Composition is the single biggest element that determines whether or not your photograph is interesting. I cheat, I start by travelling to really interesting places, so my subject matter helps alot. However, even with good subject matter, if you don't set the scene well, you may turn an interesting subject into a boring shot.

Do not center your subect matter
The first rule of thumb, centering is bad! Centering the subject matter in an image is often the intuitive way to frame a photograph, but it leads to non optimal results.


Observe the shot of the Grand Canyon with the moon centered. Certainly its not a horrible shot, but it would have been more interesting with the moon on either the left or right side of the photograph. In contrast, the photograph of the silloetted palm tree during a majestic sunset in Thailand is enhanced by placing the tree off-center in the image, the composition becomes more interesting.

Use diagnal entry points
Interesting composition can also be accomplished by composing the photograph so that your subject matter enters the image in an interesting manner. One simple trick is to use a diagnal entry point.

Observe the image on the left of a semmingly boring image of a glacier cutting through the moutainside on the trek up to the Everest Base Camp.By using a diagnal entry of the glacier and showing the mountains and sky to give the glacier some relative perspective, the image jumps to life.

Similarly, if one centers a race walker in the middle of the image, there is not a great deal of interest to the photograph.
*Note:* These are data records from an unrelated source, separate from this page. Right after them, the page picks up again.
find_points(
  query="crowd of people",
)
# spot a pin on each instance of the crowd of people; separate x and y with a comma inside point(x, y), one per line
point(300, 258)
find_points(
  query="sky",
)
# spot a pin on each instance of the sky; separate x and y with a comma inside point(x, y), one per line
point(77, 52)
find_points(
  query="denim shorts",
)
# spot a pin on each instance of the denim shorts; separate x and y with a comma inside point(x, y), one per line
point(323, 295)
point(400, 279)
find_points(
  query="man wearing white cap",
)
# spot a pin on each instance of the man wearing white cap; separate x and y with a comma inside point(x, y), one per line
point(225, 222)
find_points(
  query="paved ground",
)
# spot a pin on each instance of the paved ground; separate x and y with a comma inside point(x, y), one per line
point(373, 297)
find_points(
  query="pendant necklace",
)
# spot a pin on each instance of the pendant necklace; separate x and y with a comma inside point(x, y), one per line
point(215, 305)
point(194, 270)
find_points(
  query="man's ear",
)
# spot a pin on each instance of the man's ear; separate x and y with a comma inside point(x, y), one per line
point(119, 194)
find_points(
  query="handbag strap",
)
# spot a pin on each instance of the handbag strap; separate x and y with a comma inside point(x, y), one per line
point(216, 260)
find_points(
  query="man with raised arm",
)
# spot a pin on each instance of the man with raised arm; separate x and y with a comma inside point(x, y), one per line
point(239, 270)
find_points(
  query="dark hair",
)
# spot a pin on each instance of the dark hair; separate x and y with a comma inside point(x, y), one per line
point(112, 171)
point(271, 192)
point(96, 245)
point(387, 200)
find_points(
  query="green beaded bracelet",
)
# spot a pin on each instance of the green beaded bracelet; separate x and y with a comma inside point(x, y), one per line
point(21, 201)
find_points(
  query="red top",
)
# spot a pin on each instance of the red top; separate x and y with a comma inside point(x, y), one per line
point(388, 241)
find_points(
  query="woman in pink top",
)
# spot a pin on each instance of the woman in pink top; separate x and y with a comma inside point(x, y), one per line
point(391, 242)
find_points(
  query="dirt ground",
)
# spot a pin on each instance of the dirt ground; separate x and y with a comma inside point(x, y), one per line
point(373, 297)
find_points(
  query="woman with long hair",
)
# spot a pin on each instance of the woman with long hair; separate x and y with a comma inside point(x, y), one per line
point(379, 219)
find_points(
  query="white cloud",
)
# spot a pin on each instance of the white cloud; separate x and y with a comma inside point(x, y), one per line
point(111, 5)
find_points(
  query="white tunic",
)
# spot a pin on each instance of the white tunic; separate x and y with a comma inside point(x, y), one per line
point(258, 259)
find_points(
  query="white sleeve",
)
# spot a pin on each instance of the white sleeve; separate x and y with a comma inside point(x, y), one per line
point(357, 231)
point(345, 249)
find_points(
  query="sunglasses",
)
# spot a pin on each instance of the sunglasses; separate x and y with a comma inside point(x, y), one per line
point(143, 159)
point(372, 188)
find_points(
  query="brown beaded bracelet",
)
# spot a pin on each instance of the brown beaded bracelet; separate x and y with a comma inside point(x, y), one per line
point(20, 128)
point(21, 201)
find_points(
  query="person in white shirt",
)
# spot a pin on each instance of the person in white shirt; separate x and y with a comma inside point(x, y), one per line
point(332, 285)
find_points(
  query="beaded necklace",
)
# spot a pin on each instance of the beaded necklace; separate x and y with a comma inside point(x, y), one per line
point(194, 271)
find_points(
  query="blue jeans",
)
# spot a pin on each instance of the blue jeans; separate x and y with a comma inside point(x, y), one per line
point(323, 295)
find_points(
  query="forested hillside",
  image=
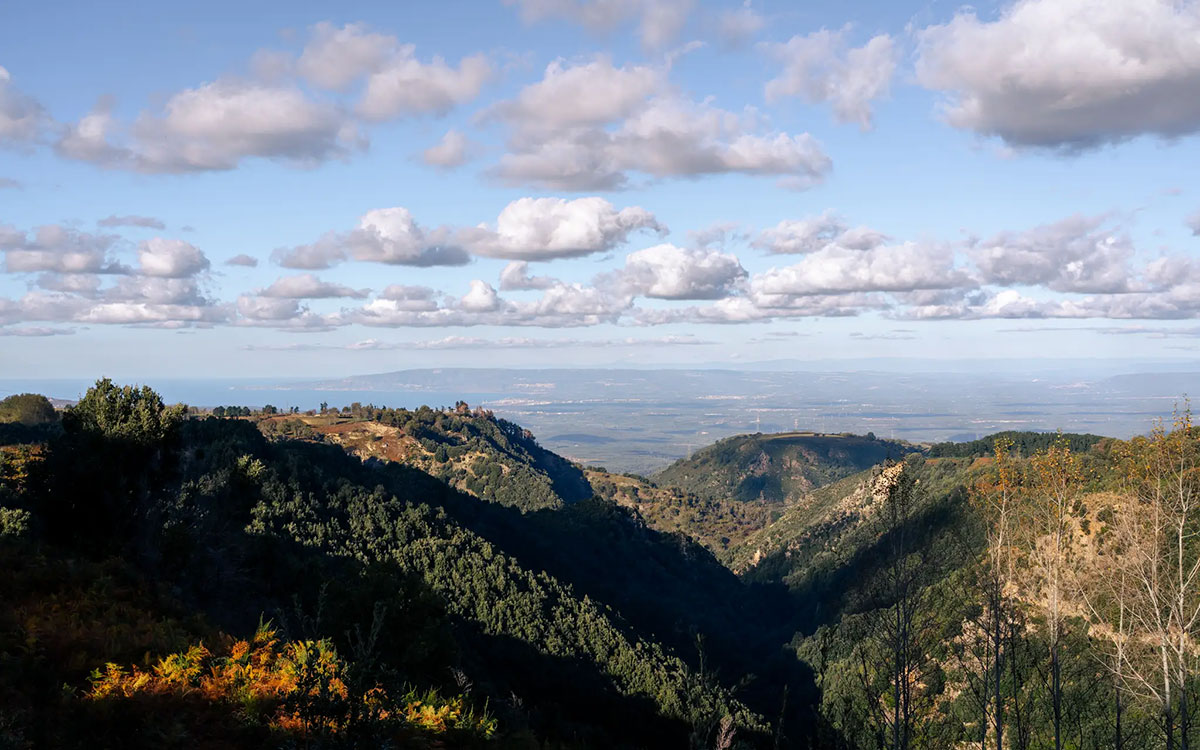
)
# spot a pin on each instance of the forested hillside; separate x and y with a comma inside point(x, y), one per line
point(436, 591)
point(364, 577)
point(777, 468)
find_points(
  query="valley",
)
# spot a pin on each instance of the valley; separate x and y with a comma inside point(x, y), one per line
point(538, 600)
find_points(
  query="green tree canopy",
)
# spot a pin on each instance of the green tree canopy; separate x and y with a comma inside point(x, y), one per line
point(124, 412)
point(28, 409)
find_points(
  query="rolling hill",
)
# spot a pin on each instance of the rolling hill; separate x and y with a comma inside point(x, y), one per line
point(777, 468)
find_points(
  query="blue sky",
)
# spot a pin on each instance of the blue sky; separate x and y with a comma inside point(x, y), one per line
point(683, 181)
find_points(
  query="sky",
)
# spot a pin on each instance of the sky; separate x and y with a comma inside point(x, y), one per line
point(294, 189)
However, by using the arm as a diagnal entry point, the image is not only a bit off centered, but far more interesting.

While the contrasting photo is not unappealing, it lacks a bit of interest. Observe the diagnal entry of the river leading the eye up to the mountain.

Cropping to the rescue
Sometimes you may not take the perfect image right out of the camera. If you have enough detail in the image and are handy with a program like Adobe Photoshop, you may crop an image down to achieve a better composition. Just be aware the more you crop, the less resolution the image will have and therefore you will ultimately limit the maximum size you can print your photo.